Critics and audiences were at odds over Robert Lepage’s Ring cycle. Critics complained about a lack of psychological insight and engagement with the work’s philosophical themes, while audiences, on the whole, enjoyed the spectacle and the novel visual conception. The production centres on the so-called “machine”, a row of giant paddles positioned on a horizontal spindle at the back of the stage. In fact, it doesn’t have much to do in Götterdämmerung, at least compared to the central role it plays in the previous dramas, but it looms over the action throughout this final instalment, and is called into service to represent the Rhine and the Gibichung Hall, both of which it does very effectively.

Fabio Luisi’s conducting is proficient, although occasionally lacking in zest and drama. The two main leads, Deborah Voigt as Brünnhilde and Jay Hunter Morris as Siegfried, are also worthy rather than exceptional. But the rest of the cast is first-rate: Hans-Peter König is a sinister Alberich, with an impressively rich voice; Iain Paterson gives the finest characterisation of Gunter that you’ll find anywhere; Wendy Bryn Harmer is a little harsh on the ear, but utterly convincing as Gutrune; and, in the ultimate piece of luxury casting, Waltraud Meier is a vocally superlative Waltraute.

It is important to acknowledge the faults of this production. Lepage is great on spectacle but poor on drama and has little feeling for Personenregie. But he gives a visually direct presentation of the story that’s likely to appeal most to first-time Wagnerians. It is rare, for example, to find a modern production of Götterdämmerung that has a boat and a horse (an excellent War Horse-type mechanical beast here) and a proper burning funeral pyre. The video production is good too, with sound and picture resolution that justify the “HD” tag, and video direction that is unfussy but that includes enough close-ups and montage to keep the viewer involved.

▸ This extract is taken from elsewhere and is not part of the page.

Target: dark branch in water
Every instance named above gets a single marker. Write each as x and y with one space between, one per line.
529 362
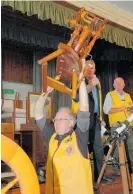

The critics were right to complain that this is Wagner-lite, but many viewers are likely to appreciate a less furrow-browed approach to the composer’s longest and most involved music-drama. You’ll get a good overview of Götterdämmerung from this production, and if, after watching it, you’ve developed an interest in the work’s more Freudian undertones – all but absent here – move on to the Boulez/Chéreau Bayreuth version to find out what you’ve been missing.